A ese manejo de una cámara alucinatoria se suma además un cúmulo de experiencias absurdas en las que Zama se inmiscuye confundido; la atracción sexual que siente por Luciana Piñares de Luenga (Lola Dueñas, que representa un personaje satírico de las altas esferas de aquella sociedad, y se muestra con una sensualidad burguesa exquisita) parece ser el único anclaje del hombre que espera, y espera…

La ruptura de la circularidad se da cuando Zama decide sumarse a una expedición en la que se busca a un asesino llamado Vicuña Porto, cuando entonces parece escapar, por lo menos en rutina, del pequeño infierno de su espera. Un viaje que, sin embargo, Lucrecia Martel sigue manteniendo en terrenos oníricos, aunque impregnado de una violencia en los tonos más que en las acciones (esa escena en un campo repleto de altos pastizales en los que los personajes juegan una tensa coreografía intentando esconderse de los peligrosos habitantes del lugar es magnífica).

Entonces sí, a contracorriente del cine que muchos esperan en el que hay un clímax excitante, la directora decide mantener su película en el género del anticlímax, la contemplación y la ambigüedad, como queriendo reflejar pues la sensación permanente de Diego de Zama.

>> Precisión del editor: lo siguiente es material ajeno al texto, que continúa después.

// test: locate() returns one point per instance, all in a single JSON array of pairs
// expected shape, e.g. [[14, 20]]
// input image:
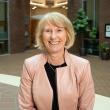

Además, decide alejarla de una carga de crítica antropológica, evitando la confrontación (y su violencia implícita) entre dos culturas, como quizás lo han hecho cintas como El abrazo de la serpiente (Ciro Guerra, 2015); tiene atisbos de ello, pero sin duda la intención de la directora es otra.

En ese sentido, entendiendo la película con pretensiones de circularidad y onirísmo, sus grandes méritos caen en una cámara que asemeja la forma alucinatoria y que se impulsa con una música con esos mismos tonos, con actuaciones sobresalientes (también el sorpresivo Matheus Nachtergaele está increíble), que se mueven en los terrenos de la ambigüedad. “Forma más que fondo” dirán muchos, y sí, pero una forma que destaca por el logro de composiciones de imágenes bellas y escenas evocadoras.

Zama es un ejercicio de contemplación soporífero y bello.

Zama, Argentina-Brasil-España-Francia-México-Estados Unidos-Países Bajos-Portugal, 2017. Dirección: Lucrecia Martel. Guión: Lucrecia Martel, basada en la novela homónima de Antonio di Benedetto. Fotografía: Rui Poças. Reparto: Daniel Giménez Cacho, Lola Dueñas, Matheus Nachtergaele, Juan Minujín, Rafael Spregelburd, Daniel Veronese. Duración: 115 min.